Cassius Life Featured Video
Demonstrators protest in downtown Los Angeles that the U.S. Supreme Court could be poised to overturn the landmark 1973 Roe v. Wade.

Source: MediaNews Group/Pasadena Star-News via Getty Images / Getty

Based on the 98-page document leaked this past Monday, the majority decision arrived at by the U.S. Supreme Court in the case Dobbs v. Jackson Women’s Health Organization looks like it will undo the landmark 1973 ruling in Roe v. Wade, which protects a woman’s right to abortion. A scandal of this nature is unprecedented and has left Washington D.C. upended. Some lawmakers are demanding a federal investigation be launched in order to find the mole.

For now, women still have the constitutional right to access legal and safe abortion. However, a number of women’s rights organizations and digital privacy groups have begun readying for the possibility of a post-Roe United States. Because at that point, not only might the act of abortion be criminalized in over half the country, but anything related to abortion — including online searches about the topic — could potentially put someone on the wrong side of the law.

In fact, people’s digital searches about abortion have been used in the past to prosecute people — overwhelmingly women — or target them for solicitation. In 2015, a series of text messages about abortion were used to find 33-year-old Purvi Patel guilty of feticide and child neglect, crimes for which she was sentenced with more than four decades in prison.

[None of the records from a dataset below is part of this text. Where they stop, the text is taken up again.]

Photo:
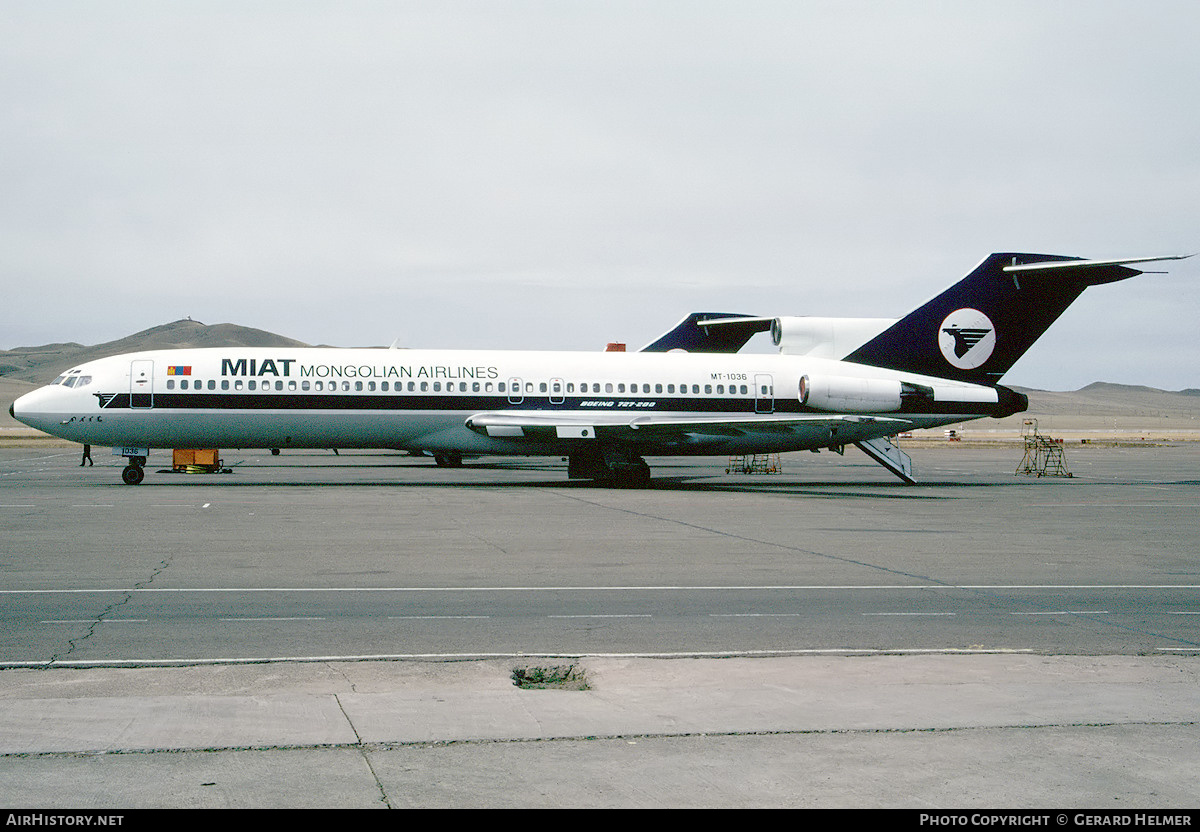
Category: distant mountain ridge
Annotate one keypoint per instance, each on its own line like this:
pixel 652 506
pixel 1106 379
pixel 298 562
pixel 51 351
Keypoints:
pixel 42 364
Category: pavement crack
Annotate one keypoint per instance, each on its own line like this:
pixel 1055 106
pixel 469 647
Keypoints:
pixel 105 614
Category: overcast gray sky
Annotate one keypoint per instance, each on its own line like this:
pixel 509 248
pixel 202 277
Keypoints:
pixel 559 174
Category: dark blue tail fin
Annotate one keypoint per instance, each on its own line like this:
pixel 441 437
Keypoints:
pixel 977 329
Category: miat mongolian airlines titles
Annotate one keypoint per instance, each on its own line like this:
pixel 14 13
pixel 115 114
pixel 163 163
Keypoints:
pixel 834 382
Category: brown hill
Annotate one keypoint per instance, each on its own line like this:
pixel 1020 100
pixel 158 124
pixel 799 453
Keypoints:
pixel 42 364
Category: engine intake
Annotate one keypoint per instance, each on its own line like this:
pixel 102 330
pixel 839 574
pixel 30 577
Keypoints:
pixel 845 394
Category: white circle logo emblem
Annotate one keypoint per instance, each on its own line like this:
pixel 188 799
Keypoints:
pixel 966 337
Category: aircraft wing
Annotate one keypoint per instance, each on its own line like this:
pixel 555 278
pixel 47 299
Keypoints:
pixel 631 426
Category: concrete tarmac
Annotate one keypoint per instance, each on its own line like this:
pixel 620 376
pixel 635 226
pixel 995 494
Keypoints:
pixel 940 726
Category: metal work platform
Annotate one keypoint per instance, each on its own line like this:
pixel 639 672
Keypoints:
pixel 1043 454
pixel 754 464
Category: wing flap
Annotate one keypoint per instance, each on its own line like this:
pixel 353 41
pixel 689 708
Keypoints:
pixel 543 425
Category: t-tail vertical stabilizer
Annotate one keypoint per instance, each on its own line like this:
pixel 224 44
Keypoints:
pixel 978 328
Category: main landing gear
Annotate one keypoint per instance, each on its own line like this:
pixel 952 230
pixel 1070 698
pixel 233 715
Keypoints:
pixel 610 466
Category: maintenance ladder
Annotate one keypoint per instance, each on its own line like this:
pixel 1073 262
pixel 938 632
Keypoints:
pixel 1043 454
pixel 754 464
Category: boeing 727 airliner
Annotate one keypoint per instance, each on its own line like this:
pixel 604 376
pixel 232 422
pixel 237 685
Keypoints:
pixel 834 382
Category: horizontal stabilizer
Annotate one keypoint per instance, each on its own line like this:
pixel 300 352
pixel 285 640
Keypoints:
pixel 709 333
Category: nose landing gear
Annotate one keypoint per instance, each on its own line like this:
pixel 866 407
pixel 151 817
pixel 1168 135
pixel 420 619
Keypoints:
pixel 133 473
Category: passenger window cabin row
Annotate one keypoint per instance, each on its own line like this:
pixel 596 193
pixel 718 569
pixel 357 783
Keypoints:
pixel 511 388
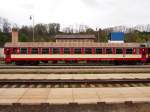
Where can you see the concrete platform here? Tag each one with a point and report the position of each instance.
(76, 76)
(73, 95)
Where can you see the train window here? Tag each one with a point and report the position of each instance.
(14, 51)
(66, 51)
(109, 51)
(98, 51)
(129, 51)
(34, 51)
(45, 50)
(137, 50)
(23, 51)
(119, 51)
(56, 51)
(77, 51)
(88, 51)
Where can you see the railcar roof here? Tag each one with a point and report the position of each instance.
(70, 44)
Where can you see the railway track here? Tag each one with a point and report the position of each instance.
(96, 83)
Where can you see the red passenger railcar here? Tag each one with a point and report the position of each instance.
(34, 52)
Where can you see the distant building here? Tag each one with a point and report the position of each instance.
(116, 37)
(75, 38)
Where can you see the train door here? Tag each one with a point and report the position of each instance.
(148, 55)
(143, 53)
(7, 52)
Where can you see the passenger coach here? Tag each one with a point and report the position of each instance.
(34, 52)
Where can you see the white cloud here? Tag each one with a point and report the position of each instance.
(94, 13)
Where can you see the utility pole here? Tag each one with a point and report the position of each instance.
(97, 29)
(32, 18)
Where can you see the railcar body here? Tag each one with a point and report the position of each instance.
(35, 52)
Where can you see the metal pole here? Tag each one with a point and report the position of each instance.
(33, 28)
(98, 34)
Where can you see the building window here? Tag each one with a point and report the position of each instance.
(34, 51)
(45, 50)
(77, 51)
(55, 50)
(129, 51)
(88, 51)
(98, 51)
(23, 51)
(119, 51)
(109, 51)
(66, 51)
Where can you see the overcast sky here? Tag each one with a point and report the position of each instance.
(94, 13)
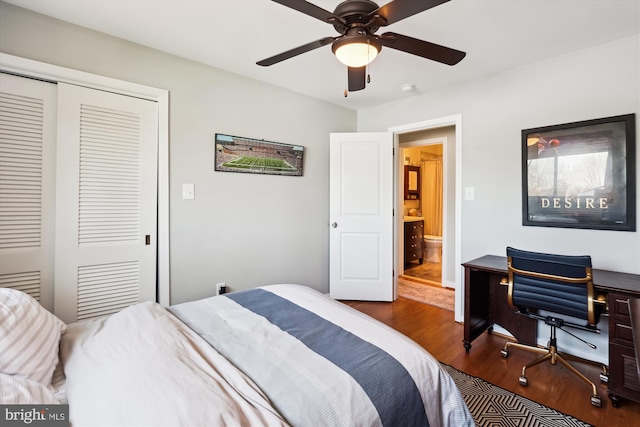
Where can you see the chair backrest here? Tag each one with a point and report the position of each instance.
(560, 284)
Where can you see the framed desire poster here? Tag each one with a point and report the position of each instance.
(580, 175)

And Latice Fisher, a Black mother of three, was convicted of second-degree murder four years ago based on an online search for abortion medication.

Daly Barnett, a staff technologist at the international nonprofit Electronic Frontier Foundation, recently told BuzzFeed News the following: “There are many people already advocating in the space of privacy and protection online — we are well equipped to approach the reproductive justice space with that same urgency.”

Evan Greer, deputy director of the nonprofit digital rights advocacy group Fight For The Future, even recommends the organization’s comprehensive guide, Surveillance Self-Defense. Some of the suggested tips include using long and complex passwords, turning on two-factor authentication, setting up a virtual private network, and changing the privacy settings across your social media accounts. Read the subsection “Reproductive Healthcare Service Provider, Seeker, or Advocate?” for more info about protecting your data and yourself as the conversation about reproductive rights continues.

BuzzFeed provided its own list of measures you can take to protect yourself online, too. For instance, many women will use their phones or third-party apps to track their menstrual cycles. However, a number of these programs also use complicated language to disguise the fact they are monitoring your behavior and that you agree to having your data sold to other companies. So the old school pen-and-paper method of tracking your menses might be the safer route.

The site also suggests an inexpensive throwaway phone for persons who may visit women’s rights protests or family planning centers. As noted above, your phone can be used to track your habits, but you can also be physically targeted via geolocation. Turn off the Location feature on your device, and that may solve this problem some. But there are some apps that will not work with the feature disabled, so it’s recommended to have a separate phone for when you think about engaging in those activities as well.